The All England Club have cancelled this year’s Wimbledon due to the coronavirus pandemic following an emergency board meeting on Wednesday.
Wimbledon had hoped to hold off making a final decision for a few more weeks but chief executive Richard Lewis announced that had been brought forward to an emergency board meeting at which it was decided to cancel rather than postpone the two-week grass-court tournament.
Main-draw play at Wimbledon was due to start on June 29 and preparations for the tournament are supposed to begin in late April, requiring significant numbers of people on site.
But the conditions required to play on grass means fans will have to make do for a year without Wimbledon for the first time since 1945.
Did you know…
Since the first Wimbledon tournament in 1877, there have only been 10 years where it has not been held, all of them due to war. Since 1946, Wimbledon has been staged every year.

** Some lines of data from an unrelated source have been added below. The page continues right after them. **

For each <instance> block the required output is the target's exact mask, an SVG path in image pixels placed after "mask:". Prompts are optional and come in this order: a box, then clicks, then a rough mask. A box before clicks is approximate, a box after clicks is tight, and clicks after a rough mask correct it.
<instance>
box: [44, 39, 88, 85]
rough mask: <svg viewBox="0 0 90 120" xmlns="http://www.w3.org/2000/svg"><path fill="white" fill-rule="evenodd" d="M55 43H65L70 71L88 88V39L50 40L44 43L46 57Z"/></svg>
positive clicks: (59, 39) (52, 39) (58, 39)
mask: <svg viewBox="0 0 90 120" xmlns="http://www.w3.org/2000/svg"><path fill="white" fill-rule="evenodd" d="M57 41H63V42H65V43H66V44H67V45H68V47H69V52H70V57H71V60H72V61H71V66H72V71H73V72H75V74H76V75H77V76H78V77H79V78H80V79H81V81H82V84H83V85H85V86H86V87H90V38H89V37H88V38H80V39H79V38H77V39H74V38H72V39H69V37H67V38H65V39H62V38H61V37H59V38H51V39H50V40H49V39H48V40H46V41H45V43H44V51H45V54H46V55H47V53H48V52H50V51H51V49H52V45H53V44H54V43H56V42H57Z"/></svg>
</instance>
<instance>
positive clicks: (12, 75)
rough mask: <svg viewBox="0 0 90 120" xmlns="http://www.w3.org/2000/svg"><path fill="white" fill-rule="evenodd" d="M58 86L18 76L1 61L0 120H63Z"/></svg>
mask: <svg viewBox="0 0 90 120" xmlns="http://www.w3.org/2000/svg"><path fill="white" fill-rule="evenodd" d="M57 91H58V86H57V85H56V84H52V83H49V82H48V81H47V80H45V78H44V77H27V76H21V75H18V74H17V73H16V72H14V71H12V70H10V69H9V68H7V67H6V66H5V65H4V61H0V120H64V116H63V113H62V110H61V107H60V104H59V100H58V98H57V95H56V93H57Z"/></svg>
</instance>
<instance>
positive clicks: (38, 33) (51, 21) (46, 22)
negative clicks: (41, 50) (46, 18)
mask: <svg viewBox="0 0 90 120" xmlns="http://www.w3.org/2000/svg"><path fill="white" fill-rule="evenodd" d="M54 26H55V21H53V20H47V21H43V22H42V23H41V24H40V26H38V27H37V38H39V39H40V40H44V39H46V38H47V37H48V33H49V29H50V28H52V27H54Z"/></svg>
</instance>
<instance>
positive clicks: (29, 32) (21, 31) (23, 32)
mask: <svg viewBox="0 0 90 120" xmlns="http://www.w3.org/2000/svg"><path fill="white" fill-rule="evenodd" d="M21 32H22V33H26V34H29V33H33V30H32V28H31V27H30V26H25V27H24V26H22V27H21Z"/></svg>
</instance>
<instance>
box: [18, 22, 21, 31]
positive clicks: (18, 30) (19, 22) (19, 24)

Novak Djokovic and Simona Halep will not be able to defend their singles title this summer
Specific insurance to cover for a disease pandemic such as the coronavirus means Wimbledon is in a good situation financially, and the Lawn Tennis Association would also still receive the usual surplus – which exceeded £40m in 2018 – that makes up a huge chunk of its funding.
The preceding grass-court tournaments in Nottingham, Birmingham, Queen’s Club and Eastbourne have also been cancelled.
The All England Lawn Tennis and Croquet Club said in a statement: “It is with great regret that the AELTC has today decided that The Championships 2020 will be cancelled due to public health concerns linked to the coronavirus epidemic.
“The 134th Championships will instead be staged from 28 June to 11 July 2021.”
The All England Club will see no tennis being played for the first time since 1945
Chairman Ian Hewitt, said: “This is a decision that we have not taken lightly, and we have done so with the highest regard for public health and the wellbeing of all those who come together to make Wimbledon happen.
“We believe that it is a measure of this global crisis that it is ultimately the right decision to cancel this year’s Championships, and instead concentrate on how we can use the breadth of Wimbledon’s resources to help those in our local communities and beyond.”
Chief executive Richard Lewis, added: “I would like to thank all those who love Wimbledon for their understanding of these unique and unquestionably challenging circumstances. It is your passion for The Championships that has shaped our event over the years, and will continue to do so, and we look forward to preparing a fantastic Championships for 2021.”